Second, since we’re in a hole it’s time to stop digging — literally. We’ve simply got to keep coal and oil and gas in the ground; there’s not any other way to make the math of climate change even begin to work. There is legislation pending in the House and Senate that would end new fossil fuel extraction on America’s public lands. Senator Sanders has backed the law unequivocally; Secretary Clinton seemed to endorse it, and then last week seemed to waffle. Donald Trump has concentrated on the length of his fingers.

No one’s waiting for presidential candidates to actually lead, of course. In May campaigners around the world will converge on the world’s biggest carbon deposits: the coal mines of Australia, the tarsands of Canada, the gasfields of Russia. And they will engage in peaceful civil disobedience, an effort to simply say: no. The only safe place for this carbon is deep beneath the soil, where’s it been for eons.
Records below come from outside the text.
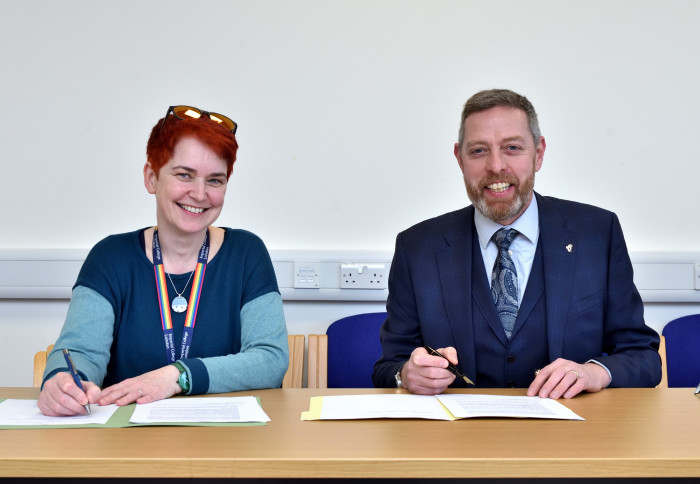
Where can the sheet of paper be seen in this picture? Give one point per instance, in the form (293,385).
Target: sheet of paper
(25,412)
(468,406)
(382,406)
(208,409)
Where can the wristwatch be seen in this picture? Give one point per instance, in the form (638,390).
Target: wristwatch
(182,380)
(397,377)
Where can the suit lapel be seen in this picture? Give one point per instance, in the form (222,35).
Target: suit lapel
(559,258)
(455,267)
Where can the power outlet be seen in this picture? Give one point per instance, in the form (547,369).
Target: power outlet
(363,276)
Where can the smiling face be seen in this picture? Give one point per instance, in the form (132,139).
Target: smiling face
(498,158)
(189,188)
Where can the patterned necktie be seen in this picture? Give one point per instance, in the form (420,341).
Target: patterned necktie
(504,281)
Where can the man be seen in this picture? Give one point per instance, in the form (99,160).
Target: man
(562,314)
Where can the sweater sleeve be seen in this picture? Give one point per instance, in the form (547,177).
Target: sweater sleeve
(262,361)
(87,333)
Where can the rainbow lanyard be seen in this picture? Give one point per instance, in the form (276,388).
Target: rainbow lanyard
(164,301)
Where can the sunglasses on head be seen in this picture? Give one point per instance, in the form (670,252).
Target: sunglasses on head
(184,112)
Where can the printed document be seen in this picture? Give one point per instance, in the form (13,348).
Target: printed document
(440,407)
(25,412)
(207,409)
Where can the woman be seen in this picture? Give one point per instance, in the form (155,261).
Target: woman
(140,295)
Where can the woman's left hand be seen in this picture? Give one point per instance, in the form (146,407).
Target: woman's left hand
(149,387)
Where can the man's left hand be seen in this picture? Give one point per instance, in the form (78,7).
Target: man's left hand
(565,378)
(149,387)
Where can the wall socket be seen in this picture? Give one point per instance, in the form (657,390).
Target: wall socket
(363,276)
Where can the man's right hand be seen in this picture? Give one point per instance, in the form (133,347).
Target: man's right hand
(425,374)
(61,397)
This is, in one sense, stupid. It’s ridiculous that at this late date, as the temperature climbs so perilously, we still have to take such steps. Why do Bostonians have to be arrested to stop the Spectra pipeline? Anyone with a thermometer can see that we desperately need to be building solar and windpower instead.

In a much deeper sense, however, the resistance is valiant, even beautiful. Think of those protesters as the planet’s antibodies, its immune system finally kicking in. Our one earth is running a fever the likes of which no human has ever seen. The time to fight it is right now.

Bill McKibben is the Schumann Distinguished Scholar at Middlebury College and co-founder of 350.org. His most recent book is Eaarth: Making a Life on a Tough New Planet.